Chiara scese di corsa gli scalini e si diresse verso la strada. Salutò con un bacio sulla guancia un ragazzo che l’aspettava seduto su un motorino ultimo modello.
«Chi è quello lì, il ragazzo di Chiara?», chiese Miranda alle amiche, vivamente incuriosita.
«Macché ragazzo, è suo fratello Giorgio», rispose Deri alzando lo sguardo dal cellulare, sul quale componeva un messaggio per il suo ragazzo.
«Studia all’istituto di viale Raniero Capocci e a volte viene a prendere Chiara per tornare a casa insieme», aggiunse Annalisa. Poi diede una boccata alla sigaretta, strizzando gli occhi.
«Sembra fico! Biondo, con gli occhi verdissimi… e poi guardate, guardate che motorino!», disse Miranda con gli occhi sfavillanti di gioia. «Sapete se sta con qualcuna?»
«Credo di no. Ti è piaciuto, vero?» Deri sorrise furbetta, dandole una pacca sul sedere.
«E a chi non piacerebbe un ragazzo così?» Tirò fuori la lingua e arrossì.
«Eh… noi siamo fidanzate, Miranda. Non possiamo desiderare la roba delle altre.» Deri fece l’occhiolino all’amica. «Tutto per te!»
Le amiche risero divertite alla battuta di Deri.
D’improvviso, a Miranda si illuminò il volto. Trasse il telefonino dalla borsa, compose un po’ nervosa un sms e lo inviò.
“Chiara, puoi invitare tuo fratello Giorgio alla mia festa?”
Poi sorrise enigmatica alle amiche e rimise il cellulare nella borsa.
«Cos’hai fatto?», chiese Annalisa.
Miranda inarcò le sopracciglia e guardò le amiche con aria enigmatica, ma non disse niente. Nel frattempo il cellulare squillò. Lei sussultò, lo tirò fuori dalla borsa e trovò un messaggio di Chiara. Lo aprì e lo lesse.

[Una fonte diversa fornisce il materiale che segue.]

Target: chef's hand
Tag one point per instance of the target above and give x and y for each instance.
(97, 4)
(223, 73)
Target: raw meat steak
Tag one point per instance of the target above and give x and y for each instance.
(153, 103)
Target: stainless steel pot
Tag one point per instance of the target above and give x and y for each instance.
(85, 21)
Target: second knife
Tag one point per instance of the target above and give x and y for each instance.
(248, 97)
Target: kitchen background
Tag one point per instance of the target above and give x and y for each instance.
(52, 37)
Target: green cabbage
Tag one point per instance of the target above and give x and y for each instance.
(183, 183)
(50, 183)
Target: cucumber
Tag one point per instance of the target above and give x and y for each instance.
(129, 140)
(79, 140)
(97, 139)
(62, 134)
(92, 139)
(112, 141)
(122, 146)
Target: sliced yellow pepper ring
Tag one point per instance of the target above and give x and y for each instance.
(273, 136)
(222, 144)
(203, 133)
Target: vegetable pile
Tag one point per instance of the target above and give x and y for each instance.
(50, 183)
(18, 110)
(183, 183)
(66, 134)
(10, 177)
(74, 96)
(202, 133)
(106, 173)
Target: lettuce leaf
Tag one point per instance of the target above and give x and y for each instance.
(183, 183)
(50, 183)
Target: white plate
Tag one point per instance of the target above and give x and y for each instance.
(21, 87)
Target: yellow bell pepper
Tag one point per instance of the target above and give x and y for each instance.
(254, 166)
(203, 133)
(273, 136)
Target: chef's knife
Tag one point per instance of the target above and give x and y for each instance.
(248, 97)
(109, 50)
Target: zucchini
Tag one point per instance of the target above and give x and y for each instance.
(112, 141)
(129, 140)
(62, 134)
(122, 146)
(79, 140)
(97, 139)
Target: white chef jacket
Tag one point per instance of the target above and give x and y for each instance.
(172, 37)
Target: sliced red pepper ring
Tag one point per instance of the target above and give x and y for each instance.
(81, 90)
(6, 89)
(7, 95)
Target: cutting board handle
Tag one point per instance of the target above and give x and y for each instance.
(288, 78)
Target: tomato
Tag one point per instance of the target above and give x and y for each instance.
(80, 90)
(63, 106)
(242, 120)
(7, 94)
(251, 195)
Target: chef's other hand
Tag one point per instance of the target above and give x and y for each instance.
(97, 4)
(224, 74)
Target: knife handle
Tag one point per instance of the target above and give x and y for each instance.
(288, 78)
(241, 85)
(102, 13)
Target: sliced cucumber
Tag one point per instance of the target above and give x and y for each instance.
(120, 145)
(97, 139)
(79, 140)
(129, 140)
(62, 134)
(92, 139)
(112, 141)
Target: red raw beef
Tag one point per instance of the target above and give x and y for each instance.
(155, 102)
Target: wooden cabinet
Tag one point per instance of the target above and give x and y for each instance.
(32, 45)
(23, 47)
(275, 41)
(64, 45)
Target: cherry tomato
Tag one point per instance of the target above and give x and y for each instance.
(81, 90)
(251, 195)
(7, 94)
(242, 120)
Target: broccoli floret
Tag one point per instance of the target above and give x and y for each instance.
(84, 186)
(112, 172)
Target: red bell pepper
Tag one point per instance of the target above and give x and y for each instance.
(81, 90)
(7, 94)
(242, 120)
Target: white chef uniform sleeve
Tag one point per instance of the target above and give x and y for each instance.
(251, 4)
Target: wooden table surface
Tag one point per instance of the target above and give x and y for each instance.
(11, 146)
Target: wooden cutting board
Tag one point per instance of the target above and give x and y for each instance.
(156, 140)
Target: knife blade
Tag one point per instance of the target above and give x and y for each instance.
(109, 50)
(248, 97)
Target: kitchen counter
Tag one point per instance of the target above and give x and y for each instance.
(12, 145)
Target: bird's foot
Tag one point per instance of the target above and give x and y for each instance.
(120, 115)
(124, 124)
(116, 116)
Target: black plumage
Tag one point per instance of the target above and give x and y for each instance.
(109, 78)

“Anche se è sorpreso dall’invito perché non ti conosce, Giorgio verrà alla festa e magari si porterà un amico. Ti ringrazia. A sabato!”
Miranda sorrise, fece il segno della vittoria con la mano destra e mostrò il cellulare alle amiche. Loro lessero l’sms.
«Si vede da un miglio che ti è piaciuto un casino. Non hai perso un minuto!», disse Deri scuotendo la testa.
Le tre amiche risero divertite. Poi balzarono in piedi e andarono via. Miranda e Annalisa salutarono Deri, che abitava vicino al liceo, proprio nel cuore del vecchio quartiere di San Pellegrino, e Miranda accompagnò Annalisa a piedi a casa sua in via del Cunicolo. Arrivate, si scambiarono due baci, poi Miranda si diresse a casa. Giunta all’incrocio di via Porta Murata con piazza Verdi si fermò, controllò che nessuno la vedesse e, tirando fuori dalla borsa un marcatore nero, scrisse veloce su un muro, il cuore che batteva all’impazzata:
“6 Dio sceso in terra”

Come è nata l’idea di questo libro?
L’idea di scrivere un romanzo in italiano me l’ha regalata una mia professoressa di italiano, Martina Banchetti. Quando studiavo con lei presso la sede di Siviglia della Società Dante Alighieri inseriva la letteratura nelle lezioni e mi proponeva di scrivere racconti come compito di classe. Poi mi diede l’idea di scrivere un romanzo, prima come compito, poi come attività slegata dal corso di italiano. Ho scelto questo argomento perché quando ho vissuto a Viterbo per la prima volta, sono stato colpito dalla bellezza delle scritte d’amore distribuite lungo le vie del centro della città. Questo fatto mi ispirò la costruzione di una storia d’amore nella quale inserirle.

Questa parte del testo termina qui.